This example generates the enrichment matrix and uses a Benjamini-Hochberg FDR of 0.3 to filter the GO terms.
After generating the enrichment matrix, the next step is to cluster the GO terms. Before clustering the GO terms into groups, you must first perform hierarchical clustering.
You can perform the hierarchical clustering using the
performHierarchicalClustering
function.
##
## Call:
## hclust(d = as.dist(1 - abs(cor(t(final_matrix)))), method = clustering_method)
##
## Cluster method : average
## Number of objects: 148
This function uses the hclust
function and returns an
object of class hclust
containing the hierarchical
clustering tree.
By default, this function uses one minus the absolute value of the
correlation to measure distance. You can change this behavior using the
distance_method
argument. Specifying anything other than
correlation
will cause this function to use the
dist
function to measure distance. The method specified in
the distance_method
argument is the method that the
dist
function will use. See the method
argument for the dist
function for available options.
This function uses the hclust
function to perform the
hierarchical clustering, with a default agglomeration method of
average
. You can change this by specifying the
clustering_method
argument.
This example performs hierarchical clustering on the GO terms using Euclidean distance and complete agglomeration.

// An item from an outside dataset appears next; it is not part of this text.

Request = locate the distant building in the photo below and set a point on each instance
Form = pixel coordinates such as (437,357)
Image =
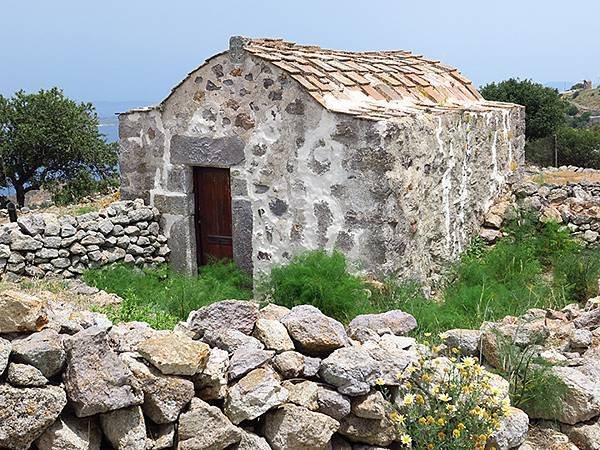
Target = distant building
(272,148)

hclust_results_euclidean <- performHierarchicalClustering( enrichment_matrix, distance_method = "euclidean", clustering_method = "complete" )
You can also perform hierarchical clustering on the samples by
setting the feature
argument to col
.
After the hierarchical clustering is complete, you can group the GO
terms into clusters using the groupClusters
function.
## $Cluster1
## [1] "GO:0006417"
##
## $Cluster2
## [1] "GO:0045760" "GO:0090316"
##
## $Cluster3
## [1] "GO:0002224"
##
## $Cluster4
## [1] "GO:0002042" "GO:0048536" "GO:0030220"
##
## $Cluster5
## [1] "GO:0010628" "GO:0007599"
##
## $Cluster6
## [1] "GO:0035195"
This function produces a list of vectors, where each list corresponds to a cluster, and the vectors are the GO terms in the clusters.

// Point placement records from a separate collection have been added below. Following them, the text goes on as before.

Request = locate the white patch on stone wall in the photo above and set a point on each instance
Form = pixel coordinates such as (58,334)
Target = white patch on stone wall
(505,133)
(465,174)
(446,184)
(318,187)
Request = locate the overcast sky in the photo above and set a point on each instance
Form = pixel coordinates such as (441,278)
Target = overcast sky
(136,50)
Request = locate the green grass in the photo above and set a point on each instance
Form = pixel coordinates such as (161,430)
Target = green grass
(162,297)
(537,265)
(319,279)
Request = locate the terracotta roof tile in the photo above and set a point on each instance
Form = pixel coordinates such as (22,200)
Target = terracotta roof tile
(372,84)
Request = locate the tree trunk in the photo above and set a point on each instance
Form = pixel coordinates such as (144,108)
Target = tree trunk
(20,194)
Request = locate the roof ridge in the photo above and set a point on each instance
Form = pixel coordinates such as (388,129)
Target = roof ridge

By default, this function will group GO terms whose distance to each
other is less than 0.2. This threshold can be adjusted by changing the
distance_threshold
argument. A larger distance threshold
will produce fewer clusters with more GO terms, whereas a smaller one
will produce more clusters with fewer GO terms.
The default distance threshold of 0.2 produces a moderate number of clusters.
## [1] 33
Increasing the distance threshold to 0.5 produces fewer clusters, but with more GO terms on average.

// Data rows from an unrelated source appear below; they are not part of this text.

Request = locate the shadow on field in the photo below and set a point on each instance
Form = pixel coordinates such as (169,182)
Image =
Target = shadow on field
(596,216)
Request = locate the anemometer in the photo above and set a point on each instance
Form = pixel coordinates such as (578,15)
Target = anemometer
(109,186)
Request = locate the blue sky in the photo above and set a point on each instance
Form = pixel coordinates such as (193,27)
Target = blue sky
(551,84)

clusters_larger_threshold <- groupClusters( hclust_results_euclidean, distance_threshold = 0.5 )
length( clusters_larger_threshold )
## [1] 19
Whereas decreasing the distance threshold to 0.05 produces more clusters, but with fewer GO terms on average.
clusters_smaller_threshold <- groupClusters( hclust_results_euclidean, distance_threshold = 0.05 )
length( clusters_smaller_threshold )
## [1] 59
The final step is to annotate each of the clusters using the GO term within each cluster’s subtree that has the most paths back to the root.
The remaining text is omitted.